Research that analyzed the results of four large studies found that tamoxifen effectively reduces breast cancer risk in women younger than 55 who are at high risk. This benefit outweighed the costs and potential side effects of treatment. The research was published online in the journal Cancer.
Treating the women in the studies with tamoxifen for 5 years saved lives. The average life expectancy of high-risk women treated with tamoxifen was higher than the average life expectancy of high-risk women not treated with tamoxifen.
Tamoxifen is a SERM (selective estrogen receptor modulators) hormonal therapy medicine. Evista (chemical name: raloxifene) is also a SERM hormonal therapy medicine. (Evista wasn't evaluated in this study.) SERMs block the action of estrogen in breast and certain other cells by sitting in the cells' estrogen receptors. SERMs don't affect all estrogen receptors the same way because they're selective (as the name says). In bone cells, SERMs interact with the receptors the way estrogen does and strengthen bones. In breast cells, SERMs block the receptors' interaction with estrogen and limit cell growth.
Tamoxifen is used to:
- reduce the risk of breast cancer in pre- and postmenopausal high-risk women
- Results from the very large National Surgical Adjuvant Breast and Bowel Project study released in 1998 showed that treating high-risk women with tamoxifen reduced their overall invasive breast cancer risk by 50%.
- reduce the risk of hormone-receptor-positive breast cancer coming back (recurring) when given after surgery and other treatments (radiation therapy, chemotherapy)
- treat advanced-stage, hormone-receptor-positive breast cancer
Tamoxifen also can improve bone health in women taking it to treat breast cancer. Still, tamoxifen isn't approved by the U.S. Food and Drug Administration (FDA) to be used only to improve bone health.
Evista is used to:
- strengthen bones in women with osteoporosis
- reduce breast cancer risk in high-risk postmenopausal women
- reduce breast cancer risk in postmenopausal women with osteoporosis
Results from the very large STAR (Study of Tamoxifen and Raloxifene) study showed that treating high-risk postmenopausal women with either Evista or tamoxifen reduced their breast cancer risk by 50%.
Both tamoxifen and Evista are FDA-approved to reduce breast cancer risk in high-risk postmenopausal women. Only tamoxifen is FDA-approved to reduce breast cancer risk in high-risk premenopausal women. Both tamoxifen and Evista are pills taken by mouth. Each is taken for 5 years to reduce breast cancer risk in high-risk postmenopausal women.
Postmenopausal women taking Evista to strengthen bones and reduce the risk of osteoporosis regardless of their breast cancer risk may take Evista for more than 5 years.
Because tamoxifen and Evista work in the same way, they have the same possible risks and side effects, including:
- hot flashes
- joint pain
- leg cramps
- flu-like symptoms
- blood clots deep in the legs
- a blood clot that travels to the lungs (called a pulmonary embolism)
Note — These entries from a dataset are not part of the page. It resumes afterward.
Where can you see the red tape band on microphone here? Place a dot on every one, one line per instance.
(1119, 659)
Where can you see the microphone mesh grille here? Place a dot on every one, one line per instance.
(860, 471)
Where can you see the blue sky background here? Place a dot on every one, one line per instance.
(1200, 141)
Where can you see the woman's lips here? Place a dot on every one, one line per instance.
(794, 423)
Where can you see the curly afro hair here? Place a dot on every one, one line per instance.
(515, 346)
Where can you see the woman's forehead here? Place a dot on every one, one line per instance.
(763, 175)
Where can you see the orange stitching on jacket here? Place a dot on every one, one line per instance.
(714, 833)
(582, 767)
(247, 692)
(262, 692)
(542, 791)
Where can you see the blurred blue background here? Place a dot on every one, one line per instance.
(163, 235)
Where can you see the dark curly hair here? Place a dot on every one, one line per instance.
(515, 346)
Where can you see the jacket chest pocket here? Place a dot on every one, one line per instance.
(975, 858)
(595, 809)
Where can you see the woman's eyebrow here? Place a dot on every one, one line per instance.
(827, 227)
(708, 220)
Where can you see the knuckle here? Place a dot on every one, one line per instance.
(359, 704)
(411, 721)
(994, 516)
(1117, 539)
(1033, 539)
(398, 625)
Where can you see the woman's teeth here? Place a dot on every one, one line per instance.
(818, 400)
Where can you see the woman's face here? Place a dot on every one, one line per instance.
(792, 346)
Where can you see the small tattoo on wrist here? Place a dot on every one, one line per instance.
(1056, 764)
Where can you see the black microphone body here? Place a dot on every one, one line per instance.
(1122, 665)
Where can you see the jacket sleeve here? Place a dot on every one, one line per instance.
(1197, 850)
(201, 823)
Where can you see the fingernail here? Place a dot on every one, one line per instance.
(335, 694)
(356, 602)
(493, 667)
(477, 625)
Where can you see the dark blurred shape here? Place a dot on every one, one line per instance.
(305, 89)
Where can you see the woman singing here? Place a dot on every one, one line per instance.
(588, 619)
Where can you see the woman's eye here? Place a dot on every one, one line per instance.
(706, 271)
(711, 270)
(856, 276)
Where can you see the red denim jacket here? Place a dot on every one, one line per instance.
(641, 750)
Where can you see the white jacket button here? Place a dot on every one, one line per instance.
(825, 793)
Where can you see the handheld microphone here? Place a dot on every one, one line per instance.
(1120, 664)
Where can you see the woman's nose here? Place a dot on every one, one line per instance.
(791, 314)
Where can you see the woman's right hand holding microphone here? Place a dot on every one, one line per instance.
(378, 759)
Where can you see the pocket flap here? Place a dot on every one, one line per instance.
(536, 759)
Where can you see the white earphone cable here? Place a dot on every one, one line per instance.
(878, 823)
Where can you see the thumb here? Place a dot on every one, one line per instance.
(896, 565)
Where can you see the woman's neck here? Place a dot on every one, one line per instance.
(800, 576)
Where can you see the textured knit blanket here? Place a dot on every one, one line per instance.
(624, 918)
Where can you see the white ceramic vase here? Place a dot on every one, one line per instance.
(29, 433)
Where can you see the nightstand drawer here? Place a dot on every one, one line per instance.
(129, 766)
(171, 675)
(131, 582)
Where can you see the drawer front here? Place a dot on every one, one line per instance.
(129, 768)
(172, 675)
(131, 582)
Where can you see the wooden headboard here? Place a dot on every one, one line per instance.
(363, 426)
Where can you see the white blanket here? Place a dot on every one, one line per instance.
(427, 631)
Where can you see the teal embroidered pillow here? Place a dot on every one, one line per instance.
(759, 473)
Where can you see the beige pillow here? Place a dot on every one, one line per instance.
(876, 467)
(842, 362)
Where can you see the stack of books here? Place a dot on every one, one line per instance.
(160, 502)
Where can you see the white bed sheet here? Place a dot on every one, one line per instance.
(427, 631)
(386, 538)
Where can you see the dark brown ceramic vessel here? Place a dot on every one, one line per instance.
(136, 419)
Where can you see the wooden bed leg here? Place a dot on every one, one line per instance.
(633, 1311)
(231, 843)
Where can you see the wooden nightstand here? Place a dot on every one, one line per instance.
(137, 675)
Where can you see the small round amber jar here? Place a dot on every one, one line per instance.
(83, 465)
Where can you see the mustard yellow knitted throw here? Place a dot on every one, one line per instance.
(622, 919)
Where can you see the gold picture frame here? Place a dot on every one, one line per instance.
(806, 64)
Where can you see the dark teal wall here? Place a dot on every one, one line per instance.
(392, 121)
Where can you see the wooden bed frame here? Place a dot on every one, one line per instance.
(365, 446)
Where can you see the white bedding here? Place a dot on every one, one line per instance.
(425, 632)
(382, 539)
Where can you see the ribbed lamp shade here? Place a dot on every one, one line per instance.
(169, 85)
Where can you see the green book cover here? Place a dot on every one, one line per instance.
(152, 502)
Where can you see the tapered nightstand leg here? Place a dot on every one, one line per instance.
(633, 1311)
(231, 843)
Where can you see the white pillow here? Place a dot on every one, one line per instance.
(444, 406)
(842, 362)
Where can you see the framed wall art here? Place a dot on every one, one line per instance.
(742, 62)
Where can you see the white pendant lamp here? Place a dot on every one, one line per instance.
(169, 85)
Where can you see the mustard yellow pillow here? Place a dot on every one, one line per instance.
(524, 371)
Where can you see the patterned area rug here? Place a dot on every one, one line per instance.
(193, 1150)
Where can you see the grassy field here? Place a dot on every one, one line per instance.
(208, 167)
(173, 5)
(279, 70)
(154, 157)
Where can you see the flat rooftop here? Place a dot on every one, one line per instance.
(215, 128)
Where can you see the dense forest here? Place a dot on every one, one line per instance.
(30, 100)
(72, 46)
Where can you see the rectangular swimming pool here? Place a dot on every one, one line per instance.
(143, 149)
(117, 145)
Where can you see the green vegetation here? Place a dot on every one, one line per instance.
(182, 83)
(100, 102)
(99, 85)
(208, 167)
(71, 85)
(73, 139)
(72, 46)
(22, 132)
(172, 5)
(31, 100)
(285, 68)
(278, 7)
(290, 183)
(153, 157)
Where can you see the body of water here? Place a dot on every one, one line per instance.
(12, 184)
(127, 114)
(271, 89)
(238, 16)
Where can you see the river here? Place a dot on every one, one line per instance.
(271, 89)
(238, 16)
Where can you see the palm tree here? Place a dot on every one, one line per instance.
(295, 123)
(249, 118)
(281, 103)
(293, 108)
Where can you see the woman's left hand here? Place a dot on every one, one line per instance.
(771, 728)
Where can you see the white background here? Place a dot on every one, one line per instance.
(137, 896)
The likelihood or severity of any side effect seems to be different for each medicine. One study found that women taking tamoxifen were more likely than women taking Evista to have bothersome hot flashes and sweating, while women taking Evista were more likely to have joint pain.
Because of the risk of potentially life-threatening blood clots, tamoxifen and Evista are NOT recommended for women who have had a serious blood clot or are at high risk for blood clots.
If you're a pre- or postmenopausal woman and your breast cancer risk is higher than average, talk to your doctor about your risk and the steps you can take to lower that risk. Your doctor can help you figure out your true risk and decide if medicine -- such as tamoxifen or Evista -- to lower your risk is appropriate for your unique situation. You and your doctor may use the National Cancer Institute's interactive risk calculator tool. This tool uses your personal and family medical history to objectively assess your breast cancer risk.